Presence of toxic metabolites in the culture filtrate of P. azadirachtae was
reported by Fathima (2004) and Sateesh (1998). The present investigations were
undertaken to isolate and partially characterize the toxic metabolite from the culture
filtrate of P. azadirachtae and to study the toxicity of that toxin on neem seed
germination and neem callus growth.
MATERIALS AND METHODS
Isolation and culture of the organisms
The Mysore isolate was considered for this study. Isolation of the pathogen from
die-back affected neem twigs was carried out as mentioned in chapter three. Sub-
culturing was done using hyphal tips. Mycelial plugs were removed from margin and
transferred on to fresh potato dextrose agar (Himedia, Mumbai, India) plates amended
with chloramphenicol at 100 ppm.

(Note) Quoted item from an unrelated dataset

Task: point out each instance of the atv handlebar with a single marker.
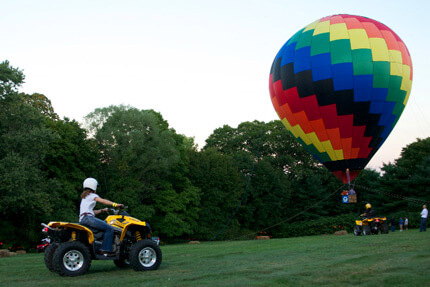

The inoculated plates were incubated for seven days at
26 ± 2oC with 12 h photoperiod. 100 ml of potato dextrose broth (Himedia, Mumbai,
India) was taken in 250 ml Erlenmeyer flask and inoculated with a mycelial agar disc
drawn from advancing margin of seven-day-old cultures. Totally 2.5 l of medium was
inoculated. All the flasks were incubated at 26 ± 2oC with 12 h photoperiod for 25 days.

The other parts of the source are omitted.